Berufungsentscheidung

Der Unabhängige Finanzsenat hat über die Berufung des Bw., vom gegen die Bescheide des Finanzamtes Waldviertel, vom betreffend Einkommensteuer (Arbeitnehmerveranlagung) 2004, 2005 und 2006 entschieden:

Die Berufung wird als unbegründet abgewiesen. Die angefochtenen Bescheide bleiben unverändert.

Entscheidungsgründe

Der Einkünfte aus nichtselbständiger Arbeit beziehende Berufungswerber (Bw.) ist als vollbeschäftigter Saisonarbeiter in den Name/Arbeitgeber, Ort/Arbeitgeber tätig; seine Arbeitszeit dauert von 07:00 Uhr bis 15:00 Uhr.

Die Anträge auf Durchführung der Arbeitnehmerveranlagungen 2004 - 2006 hat der Bw. über Finanz-Online eingebracht und hat beantragt, Werbungskosten in Höhe des sog. "großen" Pendlerpauschales von seinen Einnahmen aus nichtselbständiger Arbeit abzuziehen (2004 für 6 Monate; 2005 und 2006 jeweils für 12 Monate).

In den Jahren 2004 - 2006 hatte der Bw. seinen Hauptwohnsitz in Adresse1; bis hatte er einen Nebenwohnsitz in Adresse2.
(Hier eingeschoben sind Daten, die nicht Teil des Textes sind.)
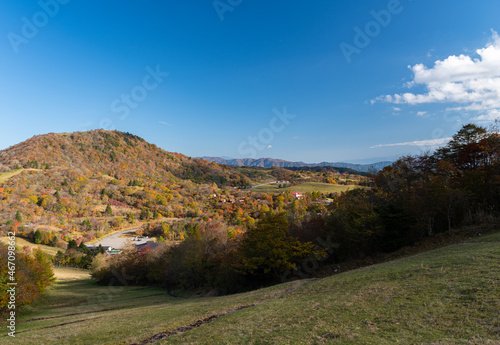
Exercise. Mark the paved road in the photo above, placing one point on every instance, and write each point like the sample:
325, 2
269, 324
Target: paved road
118, 242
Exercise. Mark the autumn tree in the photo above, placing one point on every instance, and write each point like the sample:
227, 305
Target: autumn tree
267, 251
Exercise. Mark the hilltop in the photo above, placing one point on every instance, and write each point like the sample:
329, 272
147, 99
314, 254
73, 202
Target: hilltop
115, 153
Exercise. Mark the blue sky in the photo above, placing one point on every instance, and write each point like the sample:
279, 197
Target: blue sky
355, 81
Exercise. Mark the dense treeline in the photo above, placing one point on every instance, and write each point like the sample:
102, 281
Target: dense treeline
414, 198
32, 274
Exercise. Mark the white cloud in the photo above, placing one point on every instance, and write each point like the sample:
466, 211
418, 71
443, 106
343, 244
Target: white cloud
471, 82
428, 143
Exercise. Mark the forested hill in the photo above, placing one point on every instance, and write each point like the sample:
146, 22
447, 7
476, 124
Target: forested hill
270, 162
121, 155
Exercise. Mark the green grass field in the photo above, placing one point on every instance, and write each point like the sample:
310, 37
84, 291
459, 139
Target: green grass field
305, 187
21, 242
445, 296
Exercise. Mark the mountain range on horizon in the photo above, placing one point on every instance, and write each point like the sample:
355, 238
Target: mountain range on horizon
271, 162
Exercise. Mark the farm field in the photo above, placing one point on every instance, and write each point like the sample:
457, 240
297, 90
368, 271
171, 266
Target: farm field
306, 187
444, 296
21, 242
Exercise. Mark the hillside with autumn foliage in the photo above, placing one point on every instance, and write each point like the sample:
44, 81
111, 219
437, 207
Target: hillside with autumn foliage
64, 190
62, 184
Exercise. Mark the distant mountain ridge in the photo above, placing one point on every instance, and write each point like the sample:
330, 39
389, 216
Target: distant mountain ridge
271, 162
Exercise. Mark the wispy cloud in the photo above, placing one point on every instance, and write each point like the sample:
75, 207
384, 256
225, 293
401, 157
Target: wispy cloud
427, 143
471, 82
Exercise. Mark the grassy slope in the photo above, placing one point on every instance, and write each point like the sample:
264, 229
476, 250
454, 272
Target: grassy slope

Im Vorhalteverfahren/Finanzamt hat der Bw. die zwischen dem Hauptwohnsitz in Adresse1 und seiner Arbeitsstätte liegende Wegstrecke mit 92 km berechnet und hat seinen Antrag - das "große" Pendlerpauschale von den Einnahmen aus nichtselbständiger Arbeit abzuziehen - zunächst wie folgt begründet:

Die Entfernung zwischen seinem Hauptwohnsitz und der seinem Hauptwohnsitz nächst gelegenen Haltestelle eines öffentlichen Verkehrsmittels betrage 4 km.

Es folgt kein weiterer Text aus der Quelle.